Corell: EU must revise fisheries agreement, oil drilling irresponsible
Former UN Legal Counsel Hans Corell urges in an article yesterday the EU to revise its Fisheries Partnership Agreement due to the Moroccan King's recent statement on Western Sahara. He also states that the oil exploration is in violation of the legal opinion he wrote for the UN Security Council.
In an article, The Responsibility of the UN Security Council in the Case of Western Sahara, appearing in International Judicial Monitor, 23 February 2015, former UN legal counsel Hans Corell slams the EU's and the international oil companies' approach to natural resource exploitation in Western Sahara.
Both the EU and the oil companies themselves use the UN Legal Opinion that Corell wrote to legitimise its operations.
Corell has particularly taken notice of the spectacular statement of the Moroccan King last year, in which the Moroccan government rejects dealing with the Western Sahara in the light of decolonisation and self-determination.
"Against this background, the [UN Security] Council should examine the legality of the EU-Morocco fisheries agreement. The appropriate way to receive an authoritative answer to this question is for the Council to request the International Court of Justice to give an advisory opinion on the question in accordance with article 96 of the UN Charter. In case the Council is unable to unite behind such action, the General Assembly could take the initiative."
Corell also slams the oil search going on in the territory:
"The latest development with respect to natural resources is a contract between Morocco and two companies, Kosmos and Glencore, relating to oil exploration and exploitation in the Cap Boujdour area off the coast of Western Sahara. I can see from the web that the two companies maintain that this contract is in conformity with my 2002 legal opinion. Regrettably, it is not. Already signing an agreement in which Morocco refers to Western Sahara as “the southern provinces of the Kingdom of Morocco” is at variance with Corporate Social Responsibility and the principles Protect, Respect and Remedy"; Corell notes.

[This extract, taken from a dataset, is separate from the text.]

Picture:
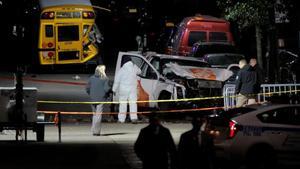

Morocco occupies the major part of its neighbouring country, Western Sahara. Entering into business deals with Moroccan companies or authorities in the occupied territories gives an impression of political legitimacy to the occupation. It also gives job opportunities to Moroccan settlers and income to the Moroccan government. Western Sahara Resource Watch demands foreign companies leave Western Sahara until a solution to the conflict is found.